山辺赤人が『万葉集』で詠んだ富士山は、たった2文字で解釈が変わる...「降りける」か「降りつつ」か?
『百人一首』の本文は現実的でない、という批判もあるようだ。だが私は、田子の浦に出て白い山頂を見やりながら、目には見えなくても、あの山頂には今も雪が降り続いているのだろうと想像してみるこの歌が好きだ。
たった二文字で解釈ががらっと変わるのも、そして『万葉集』と『百人一首』、それぞれの本文において、富士山が異なる魅力を発揮しているのも、とても興味深い。
ところで、私は富士山が大好きで、富士山の麓(ふもと)に別荘を構え、長年、週末ごとに富士山の近くで過ごしていたことがあったほどである。
翻訳者としても、古くは『風土記』や『万葉集』から、現代の俵万智まで、富士山が登場する文学作品を幅広く探して、数年かけてその英訳を完成させた。『富士文学百景』という名で、いつか出版できればと思っている。
また、私は「西斎」の雅号で「新富嶽三十六景」という版画も制作している。もちろん、「西斎」は「富嶽三十六景」を描いた葛飾北斎に因んだ名前である。
私は常々、日本の古典文学作品に見られるような人間と自然とが一体化した世界観と、自然から切り離された現代に生きる私たちの感覚との間に溝を感じている。それを表現するために、北斎の「富嶽三十六景」へのオマージュとして、「新富嶽三十六景」を制作したのだ[編集部注:トップページの写真]。

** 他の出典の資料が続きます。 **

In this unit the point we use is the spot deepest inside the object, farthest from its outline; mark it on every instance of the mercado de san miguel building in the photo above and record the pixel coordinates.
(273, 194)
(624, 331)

その中から一点ご紹介したい。富士山が世界遺産に登録されたお祝いに、富士山と折り鶴をあわせてみた。富士山ひいては日本文化が世界に羽ばたいていく様を表現し、日本文化が世界により広まっていくことを祈願した作品である。
ピーター・J・マクミラン(Peter MacMillan)
アイルランド生まれ。アイルランド国立大学卒業後渡米し博士号を取得。現在は東京大学非常勤講師、相模女子大学客員教授、武蔵野大学客員教授を務める。2023年、JICA初の文化担当講師に就任。2008年に英訳『百人一首』を出版し、日米で翻訳賞を受賞。その他日本での著書に、英訳『伊勢物語』、英訳『百人一首(新訳)』、『英語で味わう万葉集』、『謎とき百人一首──和歌から見える日本文化のふしぎ』、『英語で古典 和歌からはじまる大人の教養』、『シン・百人一首 現代に置き換える超時空訳』など多数。NHK WORLD「Magical Japanese」、KBS京都「さらピン!キョウト」に出演している。2024年、NHK「100分de名著」で百人一首の指南役を務める。その他番組に多数出演。同年、外務大臣表彰受賞。また秋の叙勲にて旭日小綬章受章。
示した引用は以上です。